A string split function is a poor choice if there's any possibility the CSV file contains quoted fields. Robust handling of both CSV and JSON requires a parser. In my experience, CSV can actually be trickier than JSON to parse because there are so many edge cases, alternatives, and ambiguities.

sgolestane · on Aug 19, 2021

Nice as long as JSON is valid and not too big.

08-15 · on Aug 18, 2021

> All I need is file I/O and the ability to split strings.

...until there is a newline inside a field.

The moronic quoting mechanism of CSV is one half of the problem; people like you, who try to parse it by "just splitting strings" is the other half. The third half is that it's locale dependent and after 30+ years, people still don't use Unicode.

kermatt · on Aug 19, 2021

Never write your own parser, especially as just string.split(), and when possible don't use C(omma)SV formats, but C(haracter)SV, aka DSV: https://en.wikipedia.org/wiki/Delimiter-separated_values

There are non-printable, non-typable characters specifically defined as separators (ASCII 28-31) with UTF equivalents.

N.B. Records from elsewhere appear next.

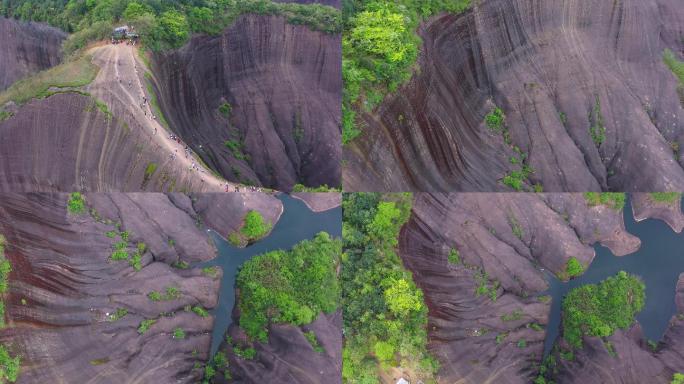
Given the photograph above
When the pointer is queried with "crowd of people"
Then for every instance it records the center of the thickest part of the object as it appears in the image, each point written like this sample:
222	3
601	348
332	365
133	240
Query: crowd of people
187	151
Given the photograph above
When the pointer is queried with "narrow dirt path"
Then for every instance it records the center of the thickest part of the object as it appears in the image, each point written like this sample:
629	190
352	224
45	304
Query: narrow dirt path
121	80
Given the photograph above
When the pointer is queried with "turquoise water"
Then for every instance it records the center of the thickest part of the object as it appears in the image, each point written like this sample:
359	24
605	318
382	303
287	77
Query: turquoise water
658	262
297	223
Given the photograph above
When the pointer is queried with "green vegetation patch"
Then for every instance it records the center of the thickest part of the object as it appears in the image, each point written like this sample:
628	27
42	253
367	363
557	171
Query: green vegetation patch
379	50
320	188
225	109
454	257
72	74
236	148
5	266
245	353
4	115
311	338
677	378
676	66
145	325
600	309
670	198
614	200
9	366
178	334
254	227
76	203
597	129
573	268
199	311
162	24
385	317
495	120
170	293
289	287
119	314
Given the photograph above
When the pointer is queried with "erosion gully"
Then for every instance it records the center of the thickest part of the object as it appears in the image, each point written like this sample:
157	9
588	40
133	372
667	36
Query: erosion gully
297	223
658	262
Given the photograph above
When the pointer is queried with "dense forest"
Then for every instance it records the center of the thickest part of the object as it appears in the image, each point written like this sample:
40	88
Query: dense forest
380	49
163	24
385	317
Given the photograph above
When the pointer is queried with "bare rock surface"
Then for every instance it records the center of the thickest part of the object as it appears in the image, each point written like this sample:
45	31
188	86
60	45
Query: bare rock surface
27	48
319	201
645	208
211	207
65	143
630	360
64	288
505	241
549	65
288	357
283	84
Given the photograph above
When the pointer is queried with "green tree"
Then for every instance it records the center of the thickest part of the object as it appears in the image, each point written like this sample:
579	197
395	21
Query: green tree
9	366
402	298
573	268
677	378
289	287
175	28
600	309
255	226
384	351
135	10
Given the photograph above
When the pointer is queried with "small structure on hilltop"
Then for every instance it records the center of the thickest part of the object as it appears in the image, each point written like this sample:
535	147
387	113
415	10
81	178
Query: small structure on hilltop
125	33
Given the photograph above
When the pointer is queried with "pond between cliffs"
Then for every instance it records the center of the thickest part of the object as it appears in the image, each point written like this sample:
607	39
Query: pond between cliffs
297	223
658	262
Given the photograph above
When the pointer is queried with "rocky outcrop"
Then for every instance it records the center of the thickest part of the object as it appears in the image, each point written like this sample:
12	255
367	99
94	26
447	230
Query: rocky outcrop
628	359
505	242
211	207
281	85
27	48
671	351
644	207
319	201
549	65
65	289
288	357
66	143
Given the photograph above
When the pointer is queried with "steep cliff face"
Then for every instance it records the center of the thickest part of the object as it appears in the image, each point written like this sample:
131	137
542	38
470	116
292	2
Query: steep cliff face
64	309
259	103
631	360
288	357
66	143
27	48
556	68
504	243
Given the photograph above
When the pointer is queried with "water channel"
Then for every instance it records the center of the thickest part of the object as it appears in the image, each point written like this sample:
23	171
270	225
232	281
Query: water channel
297	223
658	262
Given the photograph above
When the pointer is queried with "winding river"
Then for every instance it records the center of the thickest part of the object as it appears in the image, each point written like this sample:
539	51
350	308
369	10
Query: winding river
658	262
297	223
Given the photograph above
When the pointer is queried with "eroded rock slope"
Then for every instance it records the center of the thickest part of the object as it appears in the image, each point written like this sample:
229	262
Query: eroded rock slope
282	84
556	68
506	244
27	48
65	290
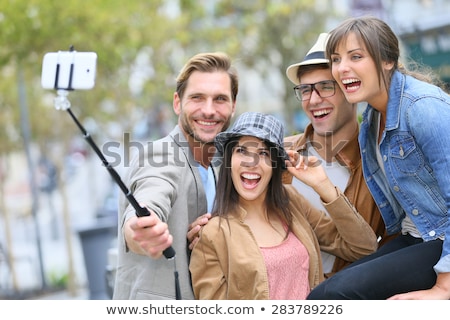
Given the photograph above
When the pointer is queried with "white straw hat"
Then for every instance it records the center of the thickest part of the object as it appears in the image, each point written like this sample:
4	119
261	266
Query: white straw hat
316	55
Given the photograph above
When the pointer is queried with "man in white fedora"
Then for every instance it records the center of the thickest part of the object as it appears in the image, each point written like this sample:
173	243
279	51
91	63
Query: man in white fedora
332	136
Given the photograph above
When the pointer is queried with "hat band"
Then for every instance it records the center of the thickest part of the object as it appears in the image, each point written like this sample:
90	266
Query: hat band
315	55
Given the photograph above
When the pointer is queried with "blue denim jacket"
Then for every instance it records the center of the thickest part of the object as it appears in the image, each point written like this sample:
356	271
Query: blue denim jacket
415	150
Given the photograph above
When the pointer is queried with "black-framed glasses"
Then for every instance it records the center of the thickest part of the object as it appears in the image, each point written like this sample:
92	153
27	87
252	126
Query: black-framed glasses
324	89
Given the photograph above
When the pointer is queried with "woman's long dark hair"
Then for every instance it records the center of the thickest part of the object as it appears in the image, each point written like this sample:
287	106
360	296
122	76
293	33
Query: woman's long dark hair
227	199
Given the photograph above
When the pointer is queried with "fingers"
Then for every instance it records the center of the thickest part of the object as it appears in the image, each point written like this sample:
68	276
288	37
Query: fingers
150	235
195	227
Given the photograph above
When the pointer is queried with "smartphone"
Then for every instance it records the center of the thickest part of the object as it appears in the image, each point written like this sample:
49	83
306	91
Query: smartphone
69	70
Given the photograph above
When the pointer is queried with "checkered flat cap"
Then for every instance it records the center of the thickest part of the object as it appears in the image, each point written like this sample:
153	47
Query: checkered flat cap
263	126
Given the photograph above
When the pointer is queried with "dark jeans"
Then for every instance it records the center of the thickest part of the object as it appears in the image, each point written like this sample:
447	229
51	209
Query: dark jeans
403	264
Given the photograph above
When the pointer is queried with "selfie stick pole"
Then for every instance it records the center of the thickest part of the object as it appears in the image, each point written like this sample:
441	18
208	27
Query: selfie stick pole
61	102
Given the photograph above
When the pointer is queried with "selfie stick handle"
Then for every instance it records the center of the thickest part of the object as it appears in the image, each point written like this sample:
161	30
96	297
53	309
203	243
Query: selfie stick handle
169	253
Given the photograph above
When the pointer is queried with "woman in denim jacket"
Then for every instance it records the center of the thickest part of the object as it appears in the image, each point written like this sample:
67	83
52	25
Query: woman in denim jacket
405	149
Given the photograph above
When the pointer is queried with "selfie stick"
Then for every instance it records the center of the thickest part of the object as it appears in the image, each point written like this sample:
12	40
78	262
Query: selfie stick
61	102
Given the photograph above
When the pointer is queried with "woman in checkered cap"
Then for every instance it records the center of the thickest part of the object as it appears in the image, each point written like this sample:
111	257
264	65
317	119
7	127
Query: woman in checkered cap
264	239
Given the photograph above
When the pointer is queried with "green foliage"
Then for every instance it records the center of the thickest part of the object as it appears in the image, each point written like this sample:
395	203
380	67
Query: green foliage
58	279
260	32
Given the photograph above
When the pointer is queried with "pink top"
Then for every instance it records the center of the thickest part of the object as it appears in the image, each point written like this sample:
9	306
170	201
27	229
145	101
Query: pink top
287	267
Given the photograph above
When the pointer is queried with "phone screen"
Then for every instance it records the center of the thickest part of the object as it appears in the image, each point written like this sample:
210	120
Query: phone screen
69	70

7thaccount · on Aug 19, 2021

As printed above, I'm not writing software where that would be a problem. In general if I was writing a commercial application or something in production where I don't control all the inputs I would agree 100%, but I'm lucky to not have those problems. I could use a bunch of libraries and additional code to try to catch non-existent errors I don't have, or fix my actual problems and move on.

I appreciate the perspective though for sure. I'm guilty of the same thing on HN, where I assume people have the same uses as me when they're writing code that has to be extremely robust or blazingly fast.

7thaccount · on Aug 19, 2021

You've assumed an awful lot about my use cases. The data I deal with in .CSV form is always pre-processed and doesn't have any of the minefield occurrences you've mentioned. There can't be a newline or anything like that in an input. In my decade of using .CSV files daily, I've only had one tertiary system where that is a problem.

Also, when doing interactive work, it's a bit different than writing production IT software.

08-15 · on Aug 19, 2021

So you're not actually parsing CSV and your comment was off-topic. Thank you for the clarification.

7thaccount · on Aug 19, 2021

Define parsing. I'm still going through GB of data in thousands of files and building complex reports, and data structures for scientific analysis. Just because I don't need thousands of lines of code to navigate edge cases doesn't mean I'm not parsing .CSV files.